EMMA JEMIMA was in a good mood. The last out and the longest to stay out, she was very affectionate. She spent most of the morning in explorer mode, having now claimed the whole bottom row (completely ignoring the top row) as hers to explore and graze whenever and wherever she feels like it. She went in all the open cages, sampled their nom,used their litter boxes, and generally made herself at home, mostly ignoring the other cats if present. At one point she sat down next to me and gave herself a good long bath; think that was the happiest I've seen her in weeks.
   Emma had a walk at the end of my shift (stayed a little extra for her, since she'd been so good today and deserved come kind of treat). But what she liked best today, even more than the petting and attention, was crinkly paper. I brought some in and spread it out, and she loved it -- whether being pulled along while riding on it, or pouncing on things swishing back and forth under it, or having it folded over her to make a paper-cat-paper sandwich, she loved it all. I left the paper folded up under the bench for her, though don't know how many more play sessions like that it has in it before it gives out. 

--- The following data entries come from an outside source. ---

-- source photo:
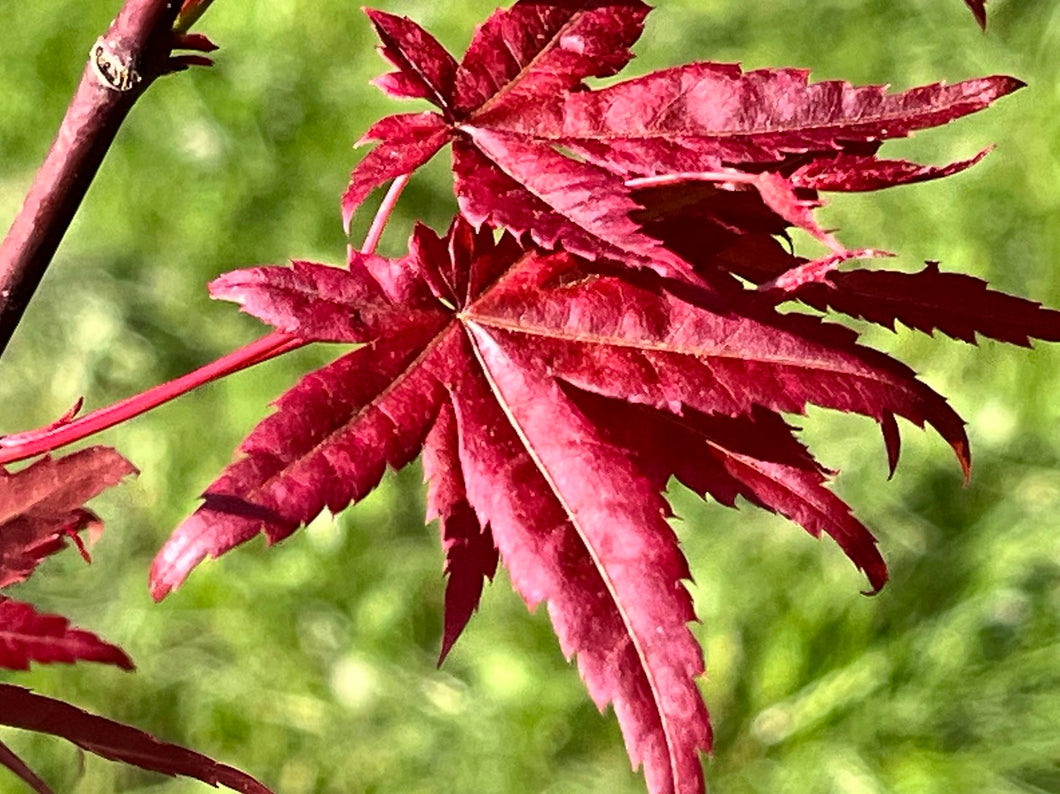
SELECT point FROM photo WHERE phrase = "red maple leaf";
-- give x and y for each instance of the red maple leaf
(40, 507)
(601, 317)
(517, 103)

   Health alert: Emma had blood in her stool this morning -- enough to look alarming, but it didn't seem to hurt or distress her at all. Something we need to keep an eye on.


MIMA the perfectly normal cat in a room full of Cats With Issues. She was out and about and playing and exploring and generally being a delightful little cat, as usual. She particularly likes the laser pointer, though she doesn't chase it so much as watch it and pounce when it comes near. I've rarely seen a bonded pair as bonded as she and Dougal; she I first come in in the morning she and he will be side-by-side towards the front of their cage; he only slips into hiding in the back when there are people around (or other cats he thinks might get him). She played with catnip bubbles a bit, but they didn't really do much for her. The bug-on-a-stick was better, but in general she just seemed to want to explore, coming up for attention every now and then.

SALEM is out of sorts, and unlike her more outgoing self of up until just last week. She stayed inside most of the morning and didn't seem to want much attention (petting, playing) in her cage -- although she did join in a game of bug-on-a-stick with Princess (atop a cat-stand), Leo (Up High), and Mimi (near the cabinet), Anytime that little bug came inside her cage she deftly caught it in one paw and held it down while she bit it (quite the predator, she). Have to let her out first next week and give her more one-on-one attention (for example, brushing her back, which she'd really liked before). 
   Dougal took refuge inside her cage while his was being cleaned, and she didn't seem to mind. In fact, she ignored him, just as Seville did last week. Perhaps his passive mode sends a 'no-threat' signal cats pick up on.


--and that's about it for Wednesday morning.

--John R.

*The report later today, now that they've had a chance to check her out up at the clinic, is that she has Calici, poor thing. Know they'll do everything they can to help her. Poor Seville! Now we know why she was acting so different.